Nobody’s asking – because nobody reads this – but if they did, they might ask why I stopped posting for nearly four years. If they saw the dates of my last posts before that time and saw December 2019, they’d probably have a guess, and that guess would probably be at least partly right.
Everybody knows about the Covid pandemic and experienced its effects. What most don’t know is that I kind of got a jump on it, at least for someone living in the US.
In the middle of January, I lost a friend to suicide, and it really hit hard. In some ways I’m still trying to process it.
I did a couple of races before Covid closed down everything here. The second was just about a week before people starting going home to work.
I actually did pretty good during a lot of 2020. I like being out and around people, but I also have hermit tendencies that (if my mom is to be believed) might be genetic. And unlike so many people, I wasn’t at home by myself. Kris had already been working from home for a few years at that point so she was an old hand at it. And we also had the cats. It was kind of a cozy time, at least when we were at home. Stressful doing just about anything outside.
I kept up running for quite a while, continued okay through the spring and summer. I wasn’t doing training-level running because I didn’t have anything to train for. But it was okay maintenance. The nearby campus of Chandler Gilbert Community College turned into a ghost town, and I fell in love with running there – I’ve always had a fascination with abandoned places and it was wild to see it so empty for so long.

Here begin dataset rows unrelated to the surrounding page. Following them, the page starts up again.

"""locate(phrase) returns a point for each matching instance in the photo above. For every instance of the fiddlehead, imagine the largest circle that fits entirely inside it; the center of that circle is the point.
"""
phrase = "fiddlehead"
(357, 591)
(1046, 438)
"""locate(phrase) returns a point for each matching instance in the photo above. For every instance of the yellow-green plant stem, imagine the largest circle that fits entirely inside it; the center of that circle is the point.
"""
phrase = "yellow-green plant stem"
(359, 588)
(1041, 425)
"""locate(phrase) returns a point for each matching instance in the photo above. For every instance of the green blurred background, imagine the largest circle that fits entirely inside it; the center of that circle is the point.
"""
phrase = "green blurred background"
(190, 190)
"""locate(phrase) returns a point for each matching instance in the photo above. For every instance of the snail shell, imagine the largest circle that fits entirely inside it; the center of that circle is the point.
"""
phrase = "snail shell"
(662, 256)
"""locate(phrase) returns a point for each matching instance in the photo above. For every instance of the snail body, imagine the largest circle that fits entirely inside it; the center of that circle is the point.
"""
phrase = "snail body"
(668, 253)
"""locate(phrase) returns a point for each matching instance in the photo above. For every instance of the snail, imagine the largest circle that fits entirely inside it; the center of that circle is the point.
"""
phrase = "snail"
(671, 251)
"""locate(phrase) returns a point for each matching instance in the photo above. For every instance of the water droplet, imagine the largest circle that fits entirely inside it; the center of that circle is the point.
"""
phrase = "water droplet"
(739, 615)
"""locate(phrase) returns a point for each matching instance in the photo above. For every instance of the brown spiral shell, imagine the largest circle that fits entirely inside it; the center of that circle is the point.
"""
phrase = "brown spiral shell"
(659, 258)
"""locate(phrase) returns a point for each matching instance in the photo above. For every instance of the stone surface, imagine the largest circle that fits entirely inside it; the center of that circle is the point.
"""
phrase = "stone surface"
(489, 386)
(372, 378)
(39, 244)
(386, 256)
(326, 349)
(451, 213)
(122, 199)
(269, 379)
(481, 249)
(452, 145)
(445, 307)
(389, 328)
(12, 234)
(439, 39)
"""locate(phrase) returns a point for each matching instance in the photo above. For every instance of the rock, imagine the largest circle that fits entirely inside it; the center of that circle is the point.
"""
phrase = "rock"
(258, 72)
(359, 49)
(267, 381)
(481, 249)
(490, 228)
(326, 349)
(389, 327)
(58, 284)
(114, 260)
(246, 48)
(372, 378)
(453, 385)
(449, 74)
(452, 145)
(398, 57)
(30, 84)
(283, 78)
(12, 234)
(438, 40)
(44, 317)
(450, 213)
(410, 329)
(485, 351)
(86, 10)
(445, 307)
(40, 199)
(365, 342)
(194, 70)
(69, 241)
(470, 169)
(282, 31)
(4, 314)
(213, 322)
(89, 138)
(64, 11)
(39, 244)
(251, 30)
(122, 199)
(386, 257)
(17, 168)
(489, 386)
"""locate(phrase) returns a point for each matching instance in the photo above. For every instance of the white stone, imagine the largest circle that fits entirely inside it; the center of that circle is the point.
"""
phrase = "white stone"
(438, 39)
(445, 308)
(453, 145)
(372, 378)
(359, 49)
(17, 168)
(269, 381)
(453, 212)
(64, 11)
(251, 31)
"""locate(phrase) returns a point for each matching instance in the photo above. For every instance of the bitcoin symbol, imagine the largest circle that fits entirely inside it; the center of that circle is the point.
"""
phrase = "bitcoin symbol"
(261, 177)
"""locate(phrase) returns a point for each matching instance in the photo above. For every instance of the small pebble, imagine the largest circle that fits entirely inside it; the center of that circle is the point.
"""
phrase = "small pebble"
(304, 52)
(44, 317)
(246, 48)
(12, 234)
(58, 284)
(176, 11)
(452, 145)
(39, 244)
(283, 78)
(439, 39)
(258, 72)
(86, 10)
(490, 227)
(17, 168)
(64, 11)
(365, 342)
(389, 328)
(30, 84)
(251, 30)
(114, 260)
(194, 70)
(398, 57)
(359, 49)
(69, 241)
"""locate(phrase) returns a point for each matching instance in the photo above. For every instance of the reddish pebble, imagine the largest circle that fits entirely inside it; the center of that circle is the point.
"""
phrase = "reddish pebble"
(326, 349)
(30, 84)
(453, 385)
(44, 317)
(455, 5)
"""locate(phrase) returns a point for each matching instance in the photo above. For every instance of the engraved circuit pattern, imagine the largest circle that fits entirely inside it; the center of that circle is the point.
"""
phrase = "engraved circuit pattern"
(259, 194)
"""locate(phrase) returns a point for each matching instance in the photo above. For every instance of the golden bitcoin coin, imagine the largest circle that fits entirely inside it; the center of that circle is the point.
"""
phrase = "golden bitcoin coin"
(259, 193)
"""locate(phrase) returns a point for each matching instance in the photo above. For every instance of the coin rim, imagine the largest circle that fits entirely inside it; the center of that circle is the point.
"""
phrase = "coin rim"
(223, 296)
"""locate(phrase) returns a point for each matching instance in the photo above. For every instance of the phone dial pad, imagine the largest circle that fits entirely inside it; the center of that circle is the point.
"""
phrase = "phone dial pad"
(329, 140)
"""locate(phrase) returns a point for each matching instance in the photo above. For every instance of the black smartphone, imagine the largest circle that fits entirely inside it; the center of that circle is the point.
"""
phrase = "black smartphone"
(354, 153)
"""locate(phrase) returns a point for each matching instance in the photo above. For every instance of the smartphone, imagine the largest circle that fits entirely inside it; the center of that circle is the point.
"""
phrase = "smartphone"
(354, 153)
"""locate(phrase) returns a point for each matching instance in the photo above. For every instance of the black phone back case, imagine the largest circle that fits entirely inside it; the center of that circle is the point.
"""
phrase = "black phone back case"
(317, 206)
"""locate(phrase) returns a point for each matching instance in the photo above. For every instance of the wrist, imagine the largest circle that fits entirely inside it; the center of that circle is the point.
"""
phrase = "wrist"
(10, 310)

I was able to do a lot of backpacking. Mostly just weekend (or long weekend) trips, but quite a few of them looking back now. At the beginning of the year, I had decided I was going to make a goal to cover all of the AZT (Arizona Trail) that year. Covid derailed that plan pretty hard, but I did make some good progress on the trail even in spite of it. I had a really good time doing that.
But… remember that I said I did pretty good for “a lot of” 2020. As the year moved on, I started falling off of just about everything as we got into fall and winter. I’ve never been that good about being self-motivated without a project of some kind, and recognizing that there was no way I was going to be able to do my AZT project that year, I was left without a project. And of course there was a lot of sociopolitical stuff to try and live with too.
The first half (or so) of 2021 was the real struggle for me – I became deeply, clinically depressed, and left the house very little for several months. And when I did make it out, it felt like a monumental task to prepare and get out the door. Some of that feeling still pops up whenever I’m packing for a weekend camping trip or something like that. I’d really like to move past that, but so far it’s still there.
I mostly got out of it, eventually. Starting to reconnect with friends helped a lot. So did riding a bike and having fun doing that – that first time zipping along the downhill side of Pemberton (out at McDowell Mountain Park) was like a desperately-needed jumpstart to the part of my brain where “fun” registers.
There is a lot to say about all this, but a lot of us went through the same thing. I’m not sure I need to spell it out, and I have a tendency to overwrite anyway. It’s enough to say that for a very long time, it didn’t seem like there was any point to writing here, and then I just didn’t know what to say. I still don’t, but this is the best I can do and that will have to be enough.